In the second part of the thesis (Chapters III and IV), the electrochemical reduction of CO₂ to CO by [(L)Mn(CO)₃]^- catalysts is investigated using density functional theory (DFT). As discussed in Chapter III, the turnover frequency (TOF)-limiting step is the dehydroxylation of [(bpy)Mn(CO)₃(CO₂H)]^0/- (bpy = bipyridine) by trifluoroethanol (TFEH) to form [(bpy)Mn(CO)₄]^+/0. Because the dehydroxylation of [(bpy)Mn(CO)₃(CO₂H)]^- is faster, maximum TOF (TOF_max) is achieved at potentials sufficient to completely reduce [(bpy)Mn(CO)₃(CO₂H)]⁰ to [(bpy)Mn(CO)₃(CO₂H)]^-. Substitution of bipyridine with bipyrimidine reduces the overpotential needed, but at the expense of TOF_max. In Chapter IV, the decoration of the bipyrimidine ligand with a pendant alcohol is discussed as a strategy to increase CO₂ reduction activity. Our calculations predict that the pendant alcohol acts in concert with an external TFEH molecule, the latter acidifying the former, resulting in a ~ 80,000-fold improvement in the rate of TOF-limiting dehydroxylation of [(L)Mn(CO)₃(CO₂H)]^-.
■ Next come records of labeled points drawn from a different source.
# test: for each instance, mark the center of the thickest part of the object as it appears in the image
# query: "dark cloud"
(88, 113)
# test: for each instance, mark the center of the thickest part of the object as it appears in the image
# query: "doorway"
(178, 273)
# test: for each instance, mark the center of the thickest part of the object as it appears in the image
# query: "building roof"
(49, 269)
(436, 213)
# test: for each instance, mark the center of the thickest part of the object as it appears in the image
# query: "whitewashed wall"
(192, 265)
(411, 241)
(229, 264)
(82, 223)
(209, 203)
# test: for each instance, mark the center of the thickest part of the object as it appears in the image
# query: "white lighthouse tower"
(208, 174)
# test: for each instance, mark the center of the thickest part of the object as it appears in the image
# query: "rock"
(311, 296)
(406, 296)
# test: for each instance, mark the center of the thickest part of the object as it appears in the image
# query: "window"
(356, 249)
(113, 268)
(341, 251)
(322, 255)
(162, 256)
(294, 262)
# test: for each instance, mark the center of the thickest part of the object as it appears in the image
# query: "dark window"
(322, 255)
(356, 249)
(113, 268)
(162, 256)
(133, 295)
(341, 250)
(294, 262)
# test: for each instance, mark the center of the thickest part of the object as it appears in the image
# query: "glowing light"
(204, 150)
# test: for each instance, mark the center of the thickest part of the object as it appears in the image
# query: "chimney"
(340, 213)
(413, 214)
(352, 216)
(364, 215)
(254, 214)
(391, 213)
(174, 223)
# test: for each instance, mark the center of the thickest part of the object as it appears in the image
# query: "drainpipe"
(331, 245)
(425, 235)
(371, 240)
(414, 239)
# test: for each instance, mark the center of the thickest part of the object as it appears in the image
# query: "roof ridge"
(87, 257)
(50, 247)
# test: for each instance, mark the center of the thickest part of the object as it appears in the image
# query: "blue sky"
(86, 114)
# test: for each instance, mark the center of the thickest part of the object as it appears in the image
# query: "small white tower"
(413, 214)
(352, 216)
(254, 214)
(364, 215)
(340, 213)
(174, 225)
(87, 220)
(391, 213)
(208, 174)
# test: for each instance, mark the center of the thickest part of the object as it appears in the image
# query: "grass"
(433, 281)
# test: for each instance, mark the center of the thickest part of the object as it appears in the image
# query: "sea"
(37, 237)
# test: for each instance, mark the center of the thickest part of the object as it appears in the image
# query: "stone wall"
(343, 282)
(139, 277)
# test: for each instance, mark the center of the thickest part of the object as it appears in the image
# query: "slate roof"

An interesting strategy for the co-upgrading of light olefins and alkanes into heavier alkanes is the subject of Appendix B. The proposed scheme involves dimerization of the light olefin, operating in tandem with transfer hydrogenation between the olefin dimer and the light alkane. The work presented therein involved a Ta olefin dimerization catalyst and a silica-supported Ir transfer hydrogenation catalyst. Olefin dimer was formed under reaction conditions; however, this did not undergo transfer hydrogenation with the light alkane. A significant challenge is that the Ta catalyst selectively produces highly branched dimers, which are unable to undergo transfer hydrogenation.